8. The system of claim 1, wherein:

each attribute associated with audio segments being tagged to the interviewer comprises a characterization of the text content of the attribute; and

the characterization is based on at least one of a verbosity, a content clarity, a concept clarity and a confidence of the interviewer during the conversation.

9. The system of claim 1, wherein the processing device is further to provide the notice to the user in real time during the conversation.

10. The system of claim 1, wherein the notice to the user comprises a summary of the conversation between the interviewer and the interviewee during the interview.

11. A method implemented by one or more computers to assist interviewers in performing interviews, the method comprising:

obtaining, by a processing device communicatively connected to a storage device, an audio track capturing a conversation between an interviewer and an interviewee during an interview;

segmenting, by executing a speaker identification engine, the audio track into a plurality of audio segments each being tagged as associated with one of the interviewer or the interviewee;

determining, by applying a speech recognition and natural language processing (NLP) engine to the audio track, attributes associated with audio segments being tagged to the interviewer, wherein the attributes associated with an audio segment comprise timing parameters associated with the audio segment and a text content of the audio segment;

executing a rule-based analysis engine based on the attributes associated with audio segments being tagged to the interviewer to determine whether the interviewer conducts the interview in compliance with predetermined rules; and

responsive to determining that the interviewer does not conduct the interview in compliance with the predetermined rules, generating a notice to a user.

12. The method of claim 1, wherein the rule-based analysis engine comprises a bidirectional encoder representations from transformers (BERT) network.

13. The method of claim 12, wherein:

the storage device comprises a database of the predetermined rules;

each predetermined rule comprises at least one of timing data or content data; and

the method further comprises determining whether the interviewer conducts the interview in compliance with the predetermined rules based on: comparing the timing parameters and text content of each attribute, associated with audio segments being tagged to the interviewer, to the timing data and the content data of at least one predetermined rule in the database to determine a match between the attribute and the predetermined rule; and determining, based on each match, that the interviewer does not conduct the interview in compliance with the respective matching predetermined rule.

14. The method of claim 13, further comprising determining, based on the at least one predetermined rule for which there is no matching attribute, a respective content of the notice to the user.

15. The method of claim 14, wherein the content data comprises a function call and a value comprising text strings.

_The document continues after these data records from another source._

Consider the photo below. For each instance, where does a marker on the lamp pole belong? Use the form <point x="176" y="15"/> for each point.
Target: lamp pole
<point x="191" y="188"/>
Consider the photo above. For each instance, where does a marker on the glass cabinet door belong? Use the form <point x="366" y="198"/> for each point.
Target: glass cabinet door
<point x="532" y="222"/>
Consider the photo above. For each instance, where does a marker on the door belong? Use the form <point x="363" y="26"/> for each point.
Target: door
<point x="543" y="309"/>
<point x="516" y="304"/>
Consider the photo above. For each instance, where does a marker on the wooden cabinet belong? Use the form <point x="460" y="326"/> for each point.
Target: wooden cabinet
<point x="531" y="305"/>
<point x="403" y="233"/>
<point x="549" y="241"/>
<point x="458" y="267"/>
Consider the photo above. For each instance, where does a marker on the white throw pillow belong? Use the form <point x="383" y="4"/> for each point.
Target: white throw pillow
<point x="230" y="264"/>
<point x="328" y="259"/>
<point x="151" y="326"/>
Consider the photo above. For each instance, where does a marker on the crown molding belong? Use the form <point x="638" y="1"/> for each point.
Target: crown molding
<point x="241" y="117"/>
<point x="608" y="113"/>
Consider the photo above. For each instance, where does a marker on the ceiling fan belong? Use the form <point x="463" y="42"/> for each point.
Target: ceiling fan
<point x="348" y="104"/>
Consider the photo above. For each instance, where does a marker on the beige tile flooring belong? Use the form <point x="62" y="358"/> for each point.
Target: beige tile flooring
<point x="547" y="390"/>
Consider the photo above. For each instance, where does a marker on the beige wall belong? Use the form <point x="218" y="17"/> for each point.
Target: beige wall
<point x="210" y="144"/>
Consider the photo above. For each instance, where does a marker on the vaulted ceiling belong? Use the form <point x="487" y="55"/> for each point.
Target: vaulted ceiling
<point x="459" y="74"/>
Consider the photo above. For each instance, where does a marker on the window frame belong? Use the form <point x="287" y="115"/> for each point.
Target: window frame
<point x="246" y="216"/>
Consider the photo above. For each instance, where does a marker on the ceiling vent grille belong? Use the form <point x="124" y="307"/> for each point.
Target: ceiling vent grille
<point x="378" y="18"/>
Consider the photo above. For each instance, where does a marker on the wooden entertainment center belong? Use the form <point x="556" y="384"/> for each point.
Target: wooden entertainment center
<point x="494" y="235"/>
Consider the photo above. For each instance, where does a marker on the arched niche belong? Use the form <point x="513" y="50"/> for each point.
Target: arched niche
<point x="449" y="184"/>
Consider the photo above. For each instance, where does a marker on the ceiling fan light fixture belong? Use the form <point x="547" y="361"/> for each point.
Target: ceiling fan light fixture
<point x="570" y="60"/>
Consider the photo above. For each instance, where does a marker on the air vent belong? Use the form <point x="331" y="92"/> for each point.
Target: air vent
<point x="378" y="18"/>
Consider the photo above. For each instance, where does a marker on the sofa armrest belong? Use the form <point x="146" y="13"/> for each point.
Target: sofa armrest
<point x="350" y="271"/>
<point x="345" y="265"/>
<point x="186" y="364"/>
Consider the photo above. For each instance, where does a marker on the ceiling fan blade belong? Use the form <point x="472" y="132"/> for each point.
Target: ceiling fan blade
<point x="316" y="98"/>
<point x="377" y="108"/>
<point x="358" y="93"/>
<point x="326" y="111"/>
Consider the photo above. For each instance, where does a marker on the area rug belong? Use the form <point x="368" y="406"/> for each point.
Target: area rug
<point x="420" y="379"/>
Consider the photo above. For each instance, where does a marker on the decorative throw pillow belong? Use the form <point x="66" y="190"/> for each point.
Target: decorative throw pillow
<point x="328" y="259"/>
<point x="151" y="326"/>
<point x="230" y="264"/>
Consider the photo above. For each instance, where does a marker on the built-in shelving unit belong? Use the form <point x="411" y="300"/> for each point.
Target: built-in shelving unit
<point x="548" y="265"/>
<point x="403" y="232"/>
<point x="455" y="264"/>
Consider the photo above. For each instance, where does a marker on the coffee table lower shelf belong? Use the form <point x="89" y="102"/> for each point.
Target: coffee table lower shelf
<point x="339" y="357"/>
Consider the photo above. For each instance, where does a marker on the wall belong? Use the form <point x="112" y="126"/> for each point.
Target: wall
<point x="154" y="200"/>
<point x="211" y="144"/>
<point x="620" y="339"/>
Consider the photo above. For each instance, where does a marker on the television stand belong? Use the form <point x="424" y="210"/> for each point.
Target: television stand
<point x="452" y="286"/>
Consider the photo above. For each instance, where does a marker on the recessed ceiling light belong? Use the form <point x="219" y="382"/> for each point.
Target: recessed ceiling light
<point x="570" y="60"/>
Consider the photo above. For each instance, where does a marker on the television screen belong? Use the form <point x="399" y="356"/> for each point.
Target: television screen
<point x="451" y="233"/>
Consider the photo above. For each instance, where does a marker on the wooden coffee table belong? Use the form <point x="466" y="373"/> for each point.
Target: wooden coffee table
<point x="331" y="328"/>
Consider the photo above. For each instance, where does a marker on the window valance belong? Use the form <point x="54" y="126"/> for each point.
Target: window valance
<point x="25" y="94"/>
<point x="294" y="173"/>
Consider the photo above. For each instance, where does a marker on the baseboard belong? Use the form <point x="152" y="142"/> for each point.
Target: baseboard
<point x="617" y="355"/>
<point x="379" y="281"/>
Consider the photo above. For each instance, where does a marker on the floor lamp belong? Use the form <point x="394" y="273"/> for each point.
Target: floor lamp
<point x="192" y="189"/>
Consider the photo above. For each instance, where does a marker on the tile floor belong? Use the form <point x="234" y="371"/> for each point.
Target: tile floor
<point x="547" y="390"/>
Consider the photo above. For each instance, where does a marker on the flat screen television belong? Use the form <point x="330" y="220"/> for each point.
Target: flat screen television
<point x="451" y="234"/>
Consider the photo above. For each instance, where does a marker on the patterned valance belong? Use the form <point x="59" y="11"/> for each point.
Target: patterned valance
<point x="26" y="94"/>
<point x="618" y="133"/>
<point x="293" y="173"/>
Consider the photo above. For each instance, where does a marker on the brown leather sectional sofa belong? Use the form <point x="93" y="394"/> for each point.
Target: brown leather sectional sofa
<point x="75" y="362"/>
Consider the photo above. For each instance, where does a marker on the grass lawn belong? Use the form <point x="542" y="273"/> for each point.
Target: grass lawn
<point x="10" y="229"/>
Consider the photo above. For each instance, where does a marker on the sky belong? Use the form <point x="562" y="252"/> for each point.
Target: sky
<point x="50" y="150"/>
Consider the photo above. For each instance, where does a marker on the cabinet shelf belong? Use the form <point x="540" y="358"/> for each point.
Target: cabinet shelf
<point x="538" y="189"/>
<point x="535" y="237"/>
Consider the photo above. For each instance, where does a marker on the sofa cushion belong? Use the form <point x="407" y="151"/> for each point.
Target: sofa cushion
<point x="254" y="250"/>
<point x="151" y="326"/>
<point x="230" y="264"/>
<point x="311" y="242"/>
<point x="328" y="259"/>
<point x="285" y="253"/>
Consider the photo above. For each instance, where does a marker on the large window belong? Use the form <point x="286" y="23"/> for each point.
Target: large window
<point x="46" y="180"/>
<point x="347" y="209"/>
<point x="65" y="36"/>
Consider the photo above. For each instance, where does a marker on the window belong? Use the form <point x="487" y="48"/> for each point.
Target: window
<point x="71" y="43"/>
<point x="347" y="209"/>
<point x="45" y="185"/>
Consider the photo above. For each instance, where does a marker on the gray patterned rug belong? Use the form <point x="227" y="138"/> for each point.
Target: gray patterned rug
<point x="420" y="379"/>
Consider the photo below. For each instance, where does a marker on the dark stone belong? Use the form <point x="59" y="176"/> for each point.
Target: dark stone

16. The method of claim 15, wherein:

the function call comprises a call to the BERT network; and

the BERT network is trained to determine a similarity between the timing parameters and text content of each attribute, associated with audio segments being tagged to the interviewer, and the respective timing data and content data of each predetermined rule.

17. The method of claim 16, further comprising determining the match between the attribute and the predetermined rule based on the determined similarity between the timing parameters and text content of the attribute and the respective timing data and content data of the predetermined rule being greater than a threshold value.

18. The method of claim 11, wherein:

each attribute associated with audio segments being tagged to the interviewer comprises a characterization of the text content of the attribute; and

the characterization is based on at least one of a verbosity, a content clarity, a concept clarity and a confidence of the interviewer during the conversation.

19. The method of claim 1, further comprising providing the notice to the user in real time during the conversation.

20. The method of claim 1, wherein the notice to the user comprises a summary of the conversation.